Der Regen prallt an die Fensterfront, Indie Musik erklingt aus der Anlage, mein Kürbis-Latte dampft in einer überdimensionalen Tasse vor sich her und ich betrachte die Leute, die die Strasse passieren und vor dem Fenster die Treppen Richtung Bahnhof hinauf- oder heruntersteigen.

Irgendwie ändert sich in Bern ausser der Jahreszeit nicht viel, denke ich mir: Die Baustellen verschieben sich lediglich zwischen Eigerplatz und Altstadt, die Strassen werden in der Lorraine, dem Hirschengraben oder dem Wankdorf aufgerissen und wieder zubetoniert.

Nur die Temperaturen und die Witterung ändern sich, die Länge der Tage und nicht zu vergessen die Aare, die frei von Gummibooten ist, je nach Regenmenge steigt und die Bewohner*innen des Mattequartiers  wieder und wieder auf die Probe stellt.

Erneut nehme ich einen Schluck vom Kürbis-Latte und verbrenne mir dabei die Zunge, wie ich es jedes Mal tue, wenn ich mich auf das Abendessen freue – oder beim Marroniessen, fällt mir in dieser Sekunde ein.

Die Politiker*innen müssen sich im wahrsten Sinne des Wortes warm anziehen.

Im Herbst ändert sich eines immer am Stadtbild: Die Marronihäuschen verbreiten einen angenehmen Geruch gerösteter Kastanien, da die Holzläden geöffnet sind und darin eine mit Faserpelz ausgerüstete Person die Marroni wendet, die nachhaltig gedachten Tüten faltet, die zugleich Behältnis und Abfallentsorgung enthalten.

Und jetzt fällt es mir wie Schuppen von den Augen: Womöglich ist die Falttechnik der Grund dafür, dass viele Marroniverkäufer*innnen fingerfreie Handschuhe tragen.

Ich würde sogar so weit gehen zu sagen: Die Schweiz hat das Ricola erfunden, Berner Marronistände die fingerfreien Handschuhe.

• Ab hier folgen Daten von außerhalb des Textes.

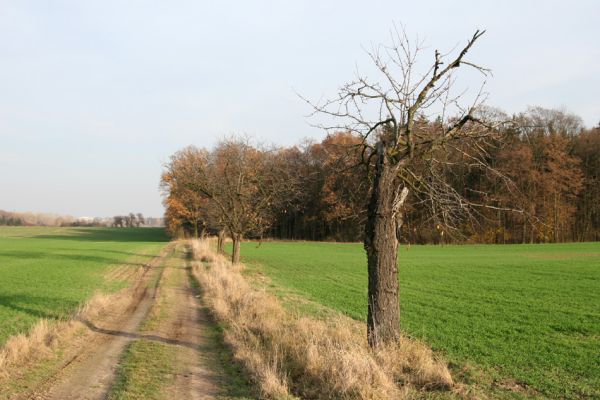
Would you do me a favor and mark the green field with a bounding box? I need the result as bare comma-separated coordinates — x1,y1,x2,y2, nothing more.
234,242,600,398
0,227,168,345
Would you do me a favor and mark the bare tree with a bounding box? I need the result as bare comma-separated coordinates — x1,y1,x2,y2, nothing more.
309,30,504,346
162,138,294,263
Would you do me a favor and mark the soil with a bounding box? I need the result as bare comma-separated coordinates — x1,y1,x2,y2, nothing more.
16,244,229,400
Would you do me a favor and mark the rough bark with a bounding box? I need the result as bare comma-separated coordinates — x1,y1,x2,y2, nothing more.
231,233,242,264
364,142,408,347
217,229,225,254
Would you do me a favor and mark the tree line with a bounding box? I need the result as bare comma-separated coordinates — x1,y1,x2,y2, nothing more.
161,30,600,347
161,107,600,244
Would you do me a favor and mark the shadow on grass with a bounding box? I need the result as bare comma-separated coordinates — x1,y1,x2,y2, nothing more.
0,294,79,319
32,228,169,242
0,249,145,267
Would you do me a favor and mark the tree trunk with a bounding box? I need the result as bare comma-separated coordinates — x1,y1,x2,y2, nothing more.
364,142,408,347
217,229,225,254
231,233,242,264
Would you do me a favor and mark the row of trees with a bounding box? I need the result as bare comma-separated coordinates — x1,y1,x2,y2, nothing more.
161,31,600,346
112,213,146,228
162,107,600,247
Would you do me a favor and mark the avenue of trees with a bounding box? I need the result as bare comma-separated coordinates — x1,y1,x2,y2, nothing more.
162,107,600,248
161,31,600,347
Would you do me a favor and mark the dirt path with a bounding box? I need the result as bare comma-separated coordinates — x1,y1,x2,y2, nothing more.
18,246,232,400
157,248,222,400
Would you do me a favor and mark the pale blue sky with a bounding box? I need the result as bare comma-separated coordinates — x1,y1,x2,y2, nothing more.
0,0,600,216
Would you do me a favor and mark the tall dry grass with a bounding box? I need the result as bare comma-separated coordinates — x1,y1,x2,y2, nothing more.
0,246,171,384
192,241,453,399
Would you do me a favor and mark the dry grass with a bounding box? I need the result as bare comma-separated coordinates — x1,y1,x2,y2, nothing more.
192,241,453,399
0,246,171,379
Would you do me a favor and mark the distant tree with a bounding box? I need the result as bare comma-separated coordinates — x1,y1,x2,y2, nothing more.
112,215,125,228
162,138,295,263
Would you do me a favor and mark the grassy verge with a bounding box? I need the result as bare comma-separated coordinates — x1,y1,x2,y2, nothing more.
232,242,600,399
0,227,167,346
108,339,175,400
109,244,252,400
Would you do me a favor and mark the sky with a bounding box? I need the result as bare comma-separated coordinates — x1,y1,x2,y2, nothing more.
0,0,600,217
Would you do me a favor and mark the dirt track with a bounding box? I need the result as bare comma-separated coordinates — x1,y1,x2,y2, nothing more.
16,244,226,400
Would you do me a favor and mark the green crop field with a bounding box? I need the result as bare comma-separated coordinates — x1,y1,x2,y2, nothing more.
0,227,168,345
234,242,600,398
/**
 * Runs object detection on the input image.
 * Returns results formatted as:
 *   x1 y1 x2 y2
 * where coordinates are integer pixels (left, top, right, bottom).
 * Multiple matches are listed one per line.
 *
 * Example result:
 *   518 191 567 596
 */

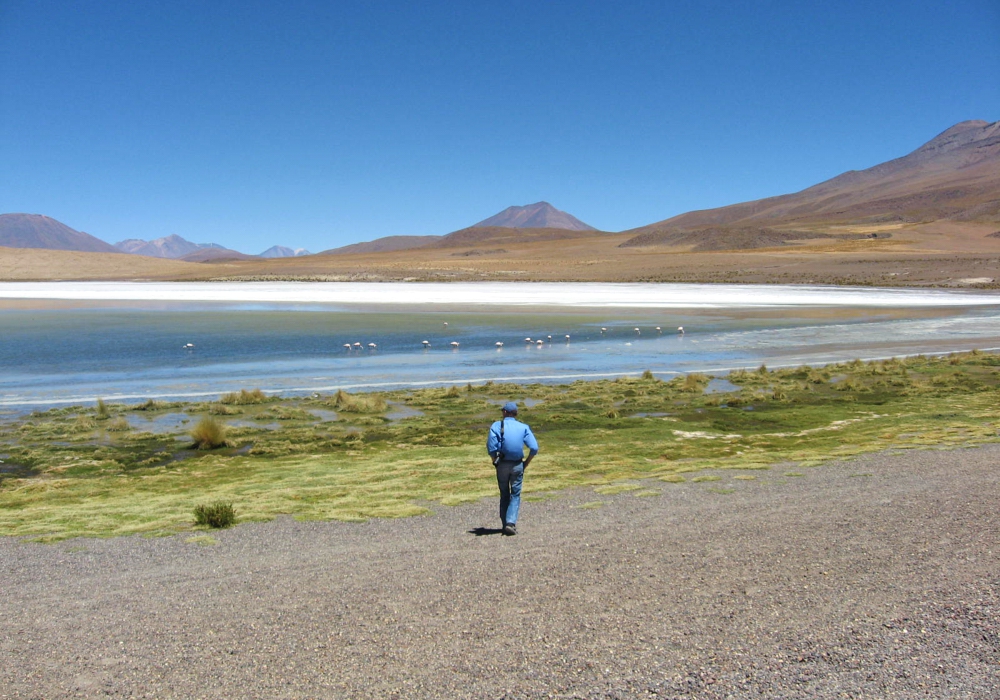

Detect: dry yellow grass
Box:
7 222 1000 286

Als ich zum Zeitungsregal blicke, merke ich: Obschon sich Bern optisch nicht grossartig ändert, Menschen im Herbst immer Kürbissuppe machen werden und der Sandstein des Münsters immer von Baugeländern umringt sein wird: Die Stadtratswahlen stehen vor der Tür und jeden vierten Herbst ändert sich die Ämterverteilung. Die Politiker*innen müssen sich im wahrsten Sinne des Wortes warm anziehen, da das Rennen um die Ämter so heiss sein wird, wie es mein Kürbis-Latte ist.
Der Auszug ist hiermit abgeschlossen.